In contrast to Singapore's declining population, the total Asian market continues to expand. The impact of technology also increases the available Asian market for Insight Vacations (Singapore) Pvt Ltd's products. The company is in a good position to serve this expanding market and already has representative offices in Brunei, China, Hong Kong, India, Indonesia-Japan, Korea, Malaysia, Pakistan, Philippines, Taiwan and Thailand.

Human resource management

Robin is passionate about the training of his staff and from 4 percent to 5 percent of the business operating costs are allocated to staff training. This is through sponsorship of his employees to attend Diploma or Degree courses related to travel and tourism.

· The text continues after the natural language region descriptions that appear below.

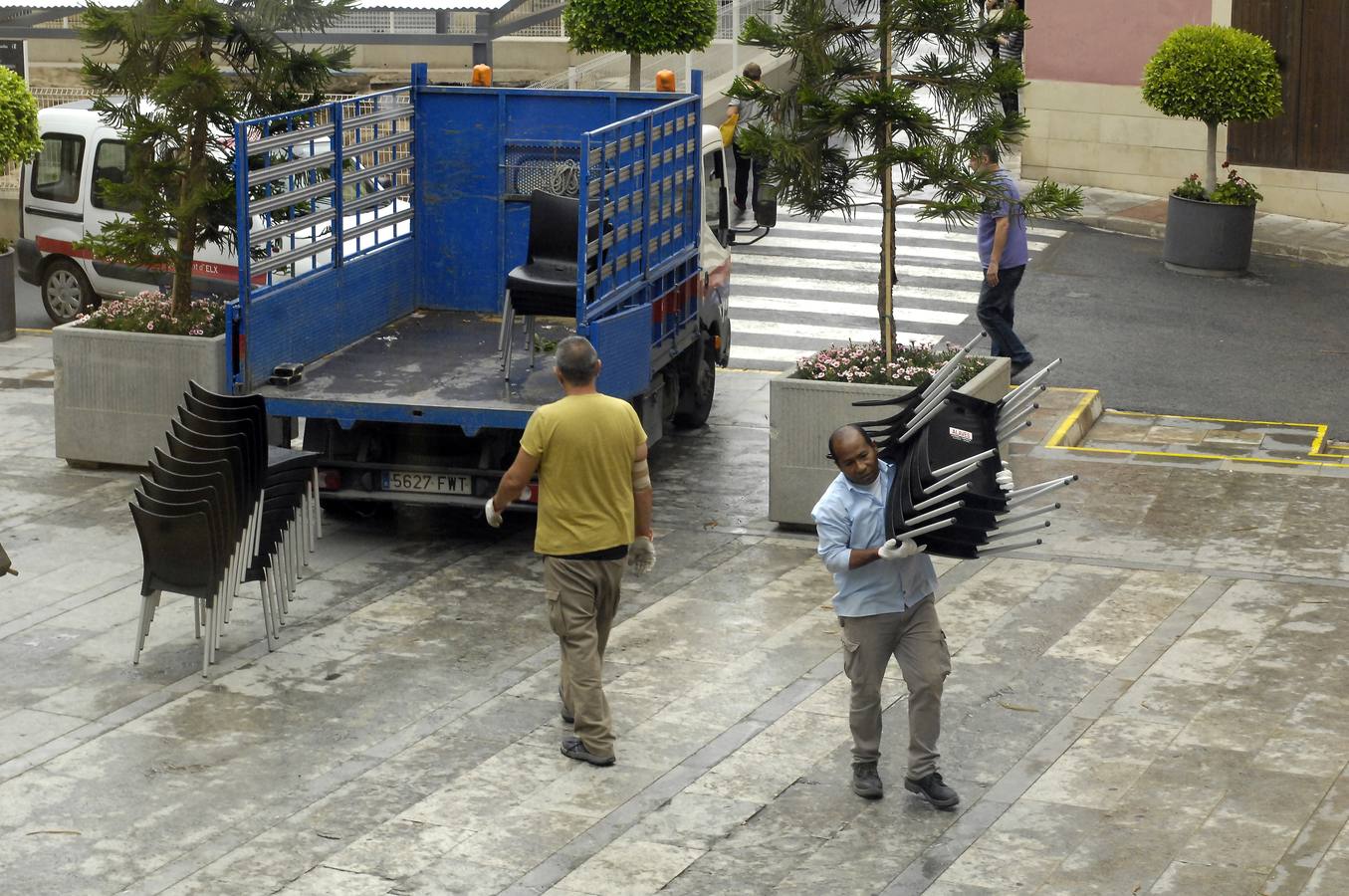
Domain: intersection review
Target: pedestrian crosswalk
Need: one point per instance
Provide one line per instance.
(813, 284)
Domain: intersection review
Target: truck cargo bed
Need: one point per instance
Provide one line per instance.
(430, 365)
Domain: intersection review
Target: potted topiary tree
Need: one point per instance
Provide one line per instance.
(1216, 75)
(896, 94)
(639, 27)
(19, 141)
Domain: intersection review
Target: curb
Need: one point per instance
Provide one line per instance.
(1074, 428)
(1154, 230)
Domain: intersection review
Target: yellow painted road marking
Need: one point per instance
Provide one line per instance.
(1090, 393)
(1087, 397)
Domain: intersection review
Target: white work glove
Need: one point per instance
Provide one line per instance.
(1004, 478)
(641, 557)
(900, 548)
(494, 519)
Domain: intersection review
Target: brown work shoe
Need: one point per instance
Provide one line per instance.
(866, 782)
(572, 748)
(931, 788)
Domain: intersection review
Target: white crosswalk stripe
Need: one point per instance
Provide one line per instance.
(812, 284)
(844, 310)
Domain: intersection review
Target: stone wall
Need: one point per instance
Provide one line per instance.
(1090, 125)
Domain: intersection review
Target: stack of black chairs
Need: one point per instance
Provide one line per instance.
(949, 492)
(221, 508)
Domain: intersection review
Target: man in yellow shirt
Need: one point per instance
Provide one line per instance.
(593, 520)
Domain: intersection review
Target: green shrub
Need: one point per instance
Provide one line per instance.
(19, 139)
(1215, 75)
(151, 312)
(639, 27)
(865, 363)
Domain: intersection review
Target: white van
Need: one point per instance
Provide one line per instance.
(60, 204)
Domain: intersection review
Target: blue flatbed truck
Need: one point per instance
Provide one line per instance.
(395, 322)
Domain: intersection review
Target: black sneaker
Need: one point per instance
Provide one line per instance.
(931, 788)
(866, 782)
(572, 748)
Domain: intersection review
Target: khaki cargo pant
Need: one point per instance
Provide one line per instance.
(916, 641)
(581, 602)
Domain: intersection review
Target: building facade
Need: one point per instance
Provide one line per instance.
(1090, 125)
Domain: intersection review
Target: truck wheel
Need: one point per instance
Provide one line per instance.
(696, 395)
(67, 292)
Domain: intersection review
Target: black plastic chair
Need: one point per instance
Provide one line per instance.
(546, 284)
(174, 489)
(280, 460)
(181, 557)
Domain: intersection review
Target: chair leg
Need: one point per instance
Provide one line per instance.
(278, 592)
(319, 511)
(504, 335)
(208, 652)
(510, 341)
(266, 615)
(278, 610)
(143, 625)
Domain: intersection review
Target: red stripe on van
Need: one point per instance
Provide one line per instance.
(209, 270)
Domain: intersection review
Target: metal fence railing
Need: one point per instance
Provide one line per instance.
(314, 201)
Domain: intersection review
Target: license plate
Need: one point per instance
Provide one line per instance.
(434, 483)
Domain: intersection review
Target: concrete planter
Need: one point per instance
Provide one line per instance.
(114, 393)
(7, 314)
(804, 412)
(1208, 238)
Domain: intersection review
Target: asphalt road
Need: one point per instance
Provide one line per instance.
(1268, 345)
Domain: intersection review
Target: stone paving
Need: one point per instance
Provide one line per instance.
(1152, 702)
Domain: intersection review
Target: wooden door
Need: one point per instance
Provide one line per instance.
(1311, 42)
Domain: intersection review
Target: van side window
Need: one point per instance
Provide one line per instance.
(110, 163)
(57, 171)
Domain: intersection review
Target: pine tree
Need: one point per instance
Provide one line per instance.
(895, 92)
(189, 71)
(639, 27)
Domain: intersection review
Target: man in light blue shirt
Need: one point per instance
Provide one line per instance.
(885, 606)
(1004, 254)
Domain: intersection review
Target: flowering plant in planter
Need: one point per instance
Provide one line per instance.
(914, 364)
(1235, 190)
(152, 312)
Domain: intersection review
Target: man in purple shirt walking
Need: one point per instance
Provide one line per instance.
(1003, 251)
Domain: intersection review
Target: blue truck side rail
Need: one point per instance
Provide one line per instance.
(363, 211)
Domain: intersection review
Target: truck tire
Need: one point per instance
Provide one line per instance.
(67, 292)
(698, 387)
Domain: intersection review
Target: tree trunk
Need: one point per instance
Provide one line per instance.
(190, 185)
(1211, 160)
(885, 301)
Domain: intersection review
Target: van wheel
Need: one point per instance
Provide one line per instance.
(67, 292)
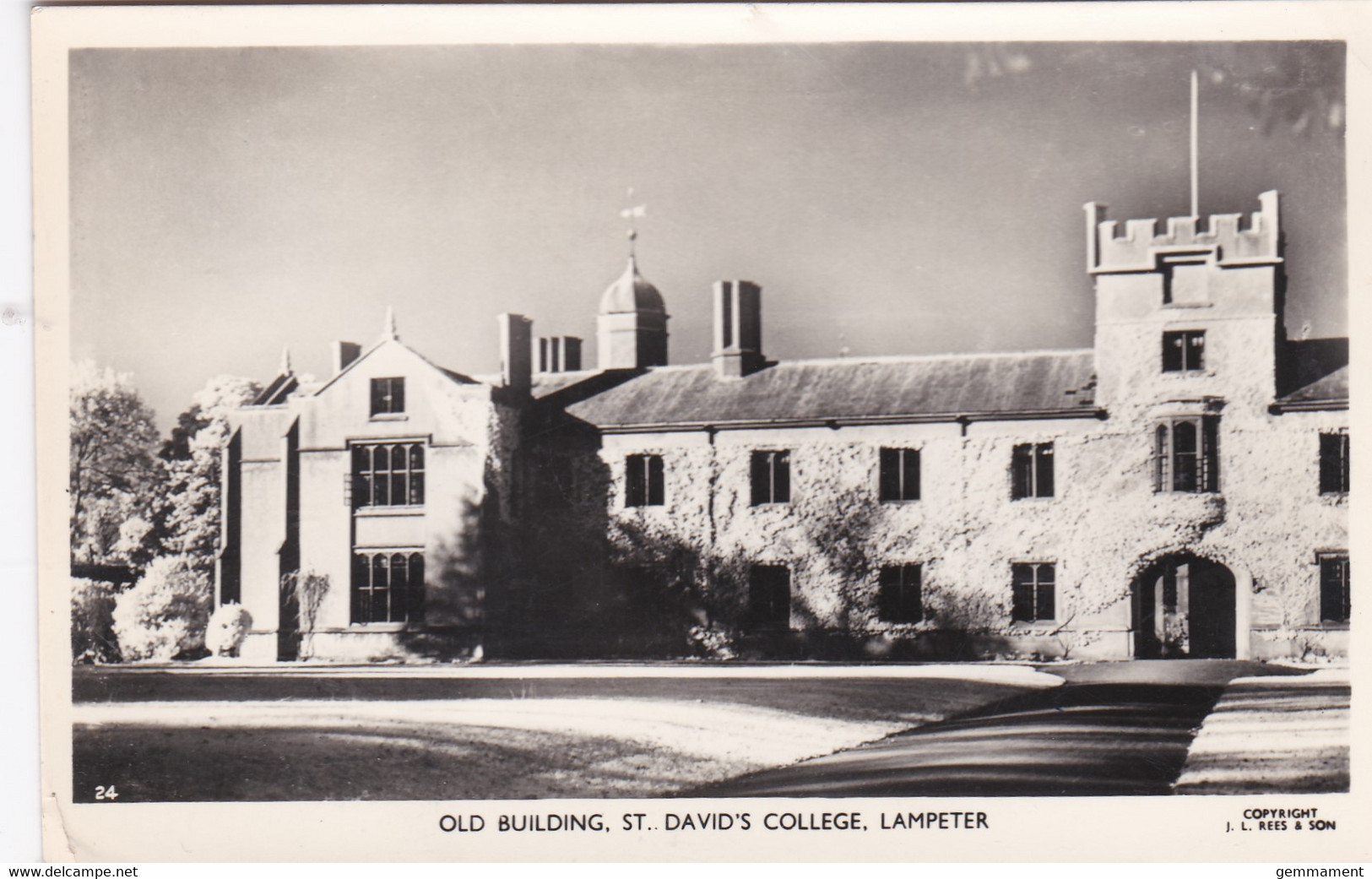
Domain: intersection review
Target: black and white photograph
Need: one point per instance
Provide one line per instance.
(685, 423)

"I personally feel strongly about training and retraining… …if everyone in the industry trains 20 percent of their staff, the level of professionalism will rise. Then, worries about one agency poaching trained staff from another agency will go away", says Robin in Travel Trade Gazette Asia (1999b).

Robin commented upon the issue of retaining quality staff in the travel business in Travel Trade Gazette Asia (2001).  He expressed his opinion that career development and the industry's image are linked to compensation, which is currently S$1,200 to S$1,500 per month for those with no experience. This is comparable with other industries. Robin attributes the perceived lack of travel industry job prestige to image and human resource management. Attrition, due to job stress, is at similarly high levels in law and medicine - although salary levels are higher in these professions. He says that travel specialists must work harder to retain commission levels, instead of giving commission away to achieve a sale. The resulting retained profits could then be used to increase salary levels and retain staff. Insight Vacations (Singapore) pvt Ltd are given a day off on their birthday. This perk is very popular with Robin's staff. He also makes a special effort to nominate staff for national awards, such as Model Worker. Staff who decide to further their careers beyond Insight Vacations for better prospects are allowed to leave gracefully by Robin. Although unfortunate for the company, he says that his ex-employees are the best salesmen for the company in their future endeavours.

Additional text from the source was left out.